Draft Analysis of the Legal Opinion on ACTA, duty to keep Parliament fully and immediately informed
Summary: Earlier drafts will play a role in interpreting ACTA, publication of all drafts is needed. The European Parliament can not be involved in trojan horse legislation, and has to reject ACTA if not all texts are published.
1 Various websites, among which the FFII, published a Note for the attention of Mr Juan Fernando Lopez Aguilar, Chairman of the European Parliament Civil Liberties, Justice and Home Affairs Committee, regarding the Anti-Counterfeiting Trade Agreement (ACTA). [1] According to the Note, Mr Juan Fernando Lopez Aguilar asked Jurisconsult three questions regarding the duty to fully inform the European Parliament on agreements. The Anti-Counterfeiting Trade Agreement (ACTA) was one of the reasons to ask the questions. While we can not be certain the Note is genuine, we would like to analyse some aspects.

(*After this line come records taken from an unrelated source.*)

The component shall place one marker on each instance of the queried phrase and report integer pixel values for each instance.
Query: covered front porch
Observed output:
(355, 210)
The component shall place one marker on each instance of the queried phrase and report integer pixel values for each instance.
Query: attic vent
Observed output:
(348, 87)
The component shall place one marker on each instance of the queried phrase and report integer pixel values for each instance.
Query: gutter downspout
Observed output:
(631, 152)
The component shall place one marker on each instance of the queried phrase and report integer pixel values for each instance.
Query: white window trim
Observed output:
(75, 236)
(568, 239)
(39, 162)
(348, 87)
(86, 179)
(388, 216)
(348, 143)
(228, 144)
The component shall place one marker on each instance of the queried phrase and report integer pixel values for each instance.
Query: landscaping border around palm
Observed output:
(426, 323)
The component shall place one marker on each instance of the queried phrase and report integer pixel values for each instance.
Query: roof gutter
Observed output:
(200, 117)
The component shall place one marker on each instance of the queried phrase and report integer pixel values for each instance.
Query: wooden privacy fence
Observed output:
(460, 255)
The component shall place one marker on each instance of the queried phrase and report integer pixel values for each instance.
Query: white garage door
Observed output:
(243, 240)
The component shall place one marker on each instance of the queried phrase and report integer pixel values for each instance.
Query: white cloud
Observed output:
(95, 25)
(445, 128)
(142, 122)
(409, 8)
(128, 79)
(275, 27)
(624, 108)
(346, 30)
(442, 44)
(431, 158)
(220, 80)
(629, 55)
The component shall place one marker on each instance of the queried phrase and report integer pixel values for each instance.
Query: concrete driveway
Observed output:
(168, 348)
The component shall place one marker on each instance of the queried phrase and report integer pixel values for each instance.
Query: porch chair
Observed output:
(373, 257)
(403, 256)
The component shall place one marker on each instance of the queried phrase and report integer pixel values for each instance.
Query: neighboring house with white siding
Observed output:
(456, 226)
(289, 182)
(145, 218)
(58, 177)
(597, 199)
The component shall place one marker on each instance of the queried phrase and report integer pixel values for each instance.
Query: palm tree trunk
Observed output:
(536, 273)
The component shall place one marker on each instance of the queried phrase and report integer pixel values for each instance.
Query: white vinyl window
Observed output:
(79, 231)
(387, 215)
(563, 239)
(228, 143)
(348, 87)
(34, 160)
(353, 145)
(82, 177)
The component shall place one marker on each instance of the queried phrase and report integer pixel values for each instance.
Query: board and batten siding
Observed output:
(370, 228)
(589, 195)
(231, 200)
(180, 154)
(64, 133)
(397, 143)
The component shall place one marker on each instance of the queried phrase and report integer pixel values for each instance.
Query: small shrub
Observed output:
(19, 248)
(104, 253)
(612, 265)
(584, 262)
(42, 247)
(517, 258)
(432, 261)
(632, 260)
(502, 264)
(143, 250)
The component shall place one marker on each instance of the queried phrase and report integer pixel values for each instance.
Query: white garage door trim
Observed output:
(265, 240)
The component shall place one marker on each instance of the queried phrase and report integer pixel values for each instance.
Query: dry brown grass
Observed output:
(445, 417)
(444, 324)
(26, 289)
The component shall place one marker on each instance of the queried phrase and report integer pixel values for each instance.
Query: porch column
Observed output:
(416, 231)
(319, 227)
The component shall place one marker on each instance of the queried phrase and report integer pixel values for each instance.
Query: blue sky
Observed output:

2 The legal opinion is an interpretation of Art. 218 of the Treaty on the Functioning of the European Union (TFEU). This treaty can be seen as the Constitution of European citizens. The legal opinion is labeled confidential. Access to interpretations of a treaty, that can be seen as a constitution, only strengthens democracy.
3 The European Court of Justice (ECJ) stressed in the Turco case (joined cases C-39/05 P and C-52/05 P) the importance of public access to legislative proposals and preparatory texts: "Openness in that respect contributes to strengthening democracy by allowing citizens to scrutinize all the information which has formed the basis of a legislative act. The possibility for citizens to find out the considerations underpinning legislative action is a precondition for the effective exercise of their democratic rights." Note the ECJ uses the formulation "all the information".
4 Substantially, major parts of ACTA are legislation. Transparency has to be complete. Obstructions are not allowed.
5 The Commissioner in charge of ACTA refused to give Parliament access, stating that the text of the agreement "can only be made public if all parties agree". Agreeing on secrecy was obstruction.
6 But the Commissioner provided Parliament with wrong information. Both the United States government and the Dutch government released the document "Maintaining Confidentiality of Documents". The document states that the ACTA documents can be given to "persons outside government who participate in the party's domestic consultation process and have a need to review or be advised of the information in these documents". There never was an obstacle to providing Parliament with all documents - U.S. corporate lobbyists received them, and they were circulated in Europe as well. [2] In fact, since ACTA will contain civil, border and criminal measures, everybody is a stakeholder. Everybody has a need to review or be advised of the information in these documents.
7 The Vienna Convention on the Law of Treaties stipulates that the history of a treaty plays a role in the interpretation of that treaty. On April 21st, the negotiating parties released a draft text. The released draft makes the earlier leaks seem genuine. Infamous footnote 29 is missing: "An example of such a policy is providing for the termination in appropriate circumstances of subscriptions [US: and] [AUS: or] accounts on the service provider's system or network of repeat infringers". [3] If the footnote indeed was part of an earlier draft, it is part the history of the treaty and will play a role in the interpretation of ACTA. For this reason, full publication of all ACTA texts is essential. Without full publication, ACTA will have hidden interpretations, public and Parliament can not scrutinize ACTA. Without full publication, ACTA is a trojan horse.
8 Unknown aspects of ACTA make it impossible to assess whether ACTA is proportional (Art. 5 TEU) and is compatible with internal Union policies and rules (Art. 207.3 TFEU). Parliamentary and public scrutiny is essential.
9 Paragraph 3 of the legal opinion states that the April publication made the request for a legal opinion redundant. This is not correct since all drafts are needed for the interpretation of ACTA.
10 Conclusions 2 and 3 of the legal opinion leave room to not fully disclose all information of agreements to Parliament. It should be clear that such non-disclosure can never happen in so far drafts contain parts which substantially are legislation. All parts of all drafts, which substantially are legislation, have to be made public. Otherwise the EU is involved in trojan horse legislation.
11 The European Parliament can not be involved in trojan horse legislation, and has to reject ACTA if not all texts are published.